Paintings by Daniel Kohn
Ute Stebich Gallery, Lenox, Mass
June 16-29, 2001
Daniel Kohn began to use the unusual format of these paintings while working in the World Views residency at the World Trade Center in New York. From the 91st floor the dense, flattened tangle of urban architecture, the distant marshlands on the city limits, and the sky and clouds were cut into segments by the long vertical window frames. The combination of height and segmentation had a curious impact on Daniel's perception of the horizon. Already broken up by the windows, it also appeared as the fragile border between the falling light of the land and the rising light of the city, between the static blue of the East River and the movements of the open sky.
The new work presented here goes further out – or in – turning from the city to forms of nature. Caught between the same vertical frames are shifting, fragile reeds or young trees and flickering shades of color and light. One feels invited to imagine that music or dance occurs this way. This is what I sensed when I visited Daniel's studio in Brooklyn and sat just outside the square he had drawn to reconstruct the room at the Gallery. As I looked from canvas to canvas I began to see a space for movement. I said to myself: imagine a large empty unlit theater, the rows of empty seats, the heavy lifeless curtains, the dim red neon of the exit signs. From a corner near a dark wall a dancer enters. She walks. You wonder if the rehearsal has begun or if this is pre-rehearsal, even pre-choreographed movement. She walks. She stands. You hear a door opening. Three dancers enter from her right. They walk in a loose line bending back and forth as they move, gradually losing momentum, direction. One stops, stands. Two continue, stop, and the first dancer starts again, nears them, leans against them. A light empties the floor of its firmness. Another light opens the ceiling. The dancers turn brown and white against swaths of yellow, blue, creamy green.
Daniel Kohn's sister is a dancer. Both grew up in India and France and have now independently moved to New York, the city their father fled to during World War II and which both parents left in the sixties. They come at a time of unparalleled economic expansion, of gross materialism, of global movement. How does one stand in New York? How does one walk? How does one's small verticality withstand the abstract monumentality of American urban life?
Last year Daniel's young son learned to walk. Now he enjoys letting himself fall back down if only as a pretext to sing, "The cows are in the meadow / Eating buttercups / Thun-der, light-ning / We all stand up!"

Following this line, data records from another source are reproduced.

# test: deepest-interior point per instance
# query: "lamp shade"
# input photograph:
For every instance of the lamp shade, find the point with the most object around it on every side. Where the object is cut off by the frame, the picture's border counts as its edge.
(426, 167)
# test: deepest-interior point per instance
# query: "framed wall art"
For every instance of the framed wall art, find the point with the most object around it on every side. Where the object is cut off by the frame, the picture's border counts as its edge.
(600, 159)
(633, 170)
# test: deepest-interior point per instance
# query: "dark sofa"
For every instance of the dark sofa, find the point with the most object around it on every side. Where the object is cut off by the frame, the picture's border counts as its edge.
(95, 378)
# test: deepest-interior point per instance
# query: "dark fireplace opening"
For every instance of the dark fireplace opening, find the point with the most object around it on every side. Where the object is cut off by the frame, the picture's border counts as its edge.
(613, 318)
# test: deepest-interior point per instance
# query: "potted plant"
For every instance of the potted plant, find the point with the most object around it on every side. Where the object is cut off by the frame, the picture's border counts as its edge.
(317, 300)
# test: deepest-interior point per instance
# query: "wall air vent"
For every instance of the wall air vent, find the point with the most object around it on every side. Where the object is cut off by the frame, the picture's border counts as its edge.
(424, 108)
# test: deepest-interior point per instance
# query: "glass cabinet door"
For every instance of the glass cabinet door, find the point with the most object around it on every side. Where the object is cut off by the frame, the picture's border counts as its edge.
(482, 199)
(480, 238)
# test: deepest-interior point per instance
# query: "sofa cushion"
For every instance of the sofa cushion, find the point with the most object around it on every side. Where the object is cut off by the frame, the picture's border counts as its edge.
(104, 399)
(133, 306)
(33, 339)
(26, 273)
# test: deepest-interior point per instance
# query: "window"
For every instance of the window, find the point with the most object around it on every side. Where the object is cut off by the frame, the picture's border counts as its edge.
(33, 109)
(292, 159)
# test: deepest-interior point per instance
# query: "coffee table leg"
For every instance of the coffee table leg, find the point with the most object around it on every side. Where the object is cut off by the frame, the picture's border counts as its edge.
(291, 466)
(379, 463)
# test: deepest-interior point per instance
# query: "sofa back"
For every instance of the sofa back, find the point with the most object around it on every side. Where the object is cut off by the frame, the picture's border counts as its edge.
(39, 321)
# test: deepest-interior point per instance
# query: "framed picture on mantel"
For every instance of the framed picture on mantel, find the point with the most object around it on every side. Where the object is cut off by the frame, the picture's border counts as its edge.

There is an emptiness – or an openness – in these segments of imagined nature. They seem to ask: how do we pick ourselves up from space? How do we hold our horizon? Our eyes catch a rough patch of color, our foot moves forward, outward, the body evoking ground as a right, as a given. One stroke spills onto another canvas and another, the passage of the painter's brush an invitation, not only to the eyes, but to the breath, the arms, the legs, the feet - to enter into the woven inscription of a human horizon. What tale will your steps tell? What music will your eyes play? Fragile Horizon, if you let it, offers license to walk in a world whose ceiling, whose floor we have long ago undermined and whose intermediate emptiness we must learn not to fill.